Lean processes in Student Life

What is the lean process?

In their book Lean Thinking, James P. Womack and Daniel T. Jones defined Lean as a systematic approach to identifying and eliminating waste. Launching Lean, in our case, involves value-stream mapping the current state, rapid process improvement, future visioning, and customer involvement. Lean engages staff to identify and solve problems, and provides support systems that ensure success. Womack and Jones identified five key lean principles:

  1. The customer defines value
  2. Organize the work to deliver value
  3. Focus on flow of work
  4. Produce at the rate of customer demand
  5. Improve continuously

Student Life and the lean process

What has Student Life as a division done in the last few years that points to “lean thinking”?

The 2010 efficiency document is dated but points to activity each unit has been involved in over the last few years to improve management of people and processes, as well as delivering more efficient and effective services to campus customers.

In the document we see the principles of LEAN in action, which includes everything from streamlining day-to-day work activities and processes, engaging staff and encouraging them to identify and solve problems, while encouraging people to continuously improve their work in a hands-on way.

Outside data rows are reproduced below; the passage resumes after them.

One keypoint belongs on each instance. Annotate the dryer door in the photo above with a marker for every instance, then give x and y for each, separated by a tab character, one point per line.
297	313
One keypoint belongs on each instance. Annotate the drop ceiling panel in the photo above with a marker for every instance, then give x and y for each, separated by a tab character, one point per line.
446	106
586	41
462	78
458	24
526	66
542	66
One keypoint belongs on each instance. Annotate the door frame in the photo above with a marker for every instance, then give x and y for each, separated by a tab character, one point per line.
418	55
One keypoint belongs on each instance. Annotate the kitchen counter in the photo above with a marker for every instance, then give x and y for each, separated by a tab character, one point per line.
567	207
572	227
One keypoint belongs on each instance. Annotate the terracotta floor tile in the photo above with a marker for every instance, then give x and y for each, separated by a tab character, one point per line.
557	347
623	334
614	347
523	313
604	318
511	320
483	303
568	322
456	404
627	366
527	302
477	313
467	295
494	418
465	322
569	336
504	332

The lean process is actively used within departments as well. For instance, over the past seven years, the Office of Admissions has reduced the cost to process and review freshman applications by nearly 50% (from $92/application in 2005 to $48/application in 2012). Over that same period, client (applicant, high school counselor, etc.) satisfaction with the application process, as well as University satisfaction with Admissions outcomes (profile, diversity, etc. of freshman class) has improved. They achieved these gains by simplifying application instructions, clarifying decision timelines, consolidating information required to what the applicants can provide in their applications, reducing the number of times applications are “touched,” monitoring/tracking process flows to identify bottlenecks, surveying applicants on satisfaction. Ideas for efficiencies came from listening to applicants, counselors, staff, and colleagues. No idea was too radical to consider or too small to implement.